A daughter's remarkable and unflinching exploration of the unconventionally intimate relationship she shared with her mother—a brilliant and charismatic woman haunted by past trauma.

When her daughter is eight, Leah McLaren's mother abruptly fled her life as rural house wife in search a glamorous career in the city. In the chaotic years that follow, Cecily lurches from one apartment, job and toxic romance to the next. In a home without rules or emotional boundaries, Leah and Cecily become confidants—a state of enmeshment that suits them both. Their bond is loving but also marked by casual indifference. Cecily's self-described parenting style of "benign neglect" is a hilarious party joke, but for her daughter it's reality.

In Leah's first year of high school, Cecily makes a disclosure that will forever alter their relationship: From 12 to 15, Cecily confides, she was the lover of her 45-year-old married pony club instructor. The trauma of the "Horseman," she explains, is the reason for all her ill-conceived life choices, including marriage and motherhood itself which she now bitterly regrets.

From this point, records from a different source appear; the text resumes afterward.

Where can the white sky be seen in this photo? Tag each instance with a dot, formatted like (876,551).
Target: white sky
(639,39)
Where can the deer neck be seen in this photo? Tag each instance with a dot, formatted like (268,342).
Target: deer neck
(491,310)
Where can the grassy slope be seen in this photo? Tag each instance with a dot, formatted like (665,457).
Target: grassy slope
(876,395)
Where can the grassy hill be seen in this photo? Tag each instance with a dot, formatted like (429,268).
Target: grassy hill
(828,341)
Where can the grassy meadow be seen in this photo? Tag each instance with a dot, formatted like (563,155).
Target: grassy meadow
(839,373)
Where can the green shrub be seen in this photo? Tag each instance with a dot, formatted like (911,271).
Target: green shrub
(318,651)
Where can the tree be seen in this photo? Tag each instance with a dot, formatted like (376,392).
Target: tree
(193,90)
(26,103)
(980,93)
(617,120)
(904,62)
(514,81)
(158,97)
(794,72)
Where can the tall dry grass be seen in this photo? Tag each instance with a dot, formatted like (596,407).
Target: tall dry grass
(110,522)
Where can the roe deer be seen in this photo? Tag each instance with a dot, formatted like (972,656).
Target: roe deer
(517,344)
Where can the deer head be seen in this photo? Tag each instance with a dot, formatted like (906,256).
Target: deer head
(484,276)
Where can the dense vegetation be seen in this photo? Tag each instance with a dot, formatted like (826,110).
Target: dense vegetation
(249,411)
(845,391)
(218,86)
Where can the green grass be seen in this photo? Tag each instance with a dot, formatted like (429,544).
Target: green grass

For years after, into adulthood, Leah is haunted by the specter of the Horseman. He is the nameless darkness she observes in Cecily and worse yet, recognizes in herself. Eventually she sets out to discover truth of what became of her mother's rapist. Leah believes she will find solace in the facts, but first she must grasp a deeper truth: That this story—her story—is not the Horseman's after all.

A riveting and devastating portrait of mother and daughter, Where You End and I Begin explores the way intergenerational trauma is shared between women and how acts of harm can be confused with acts of love.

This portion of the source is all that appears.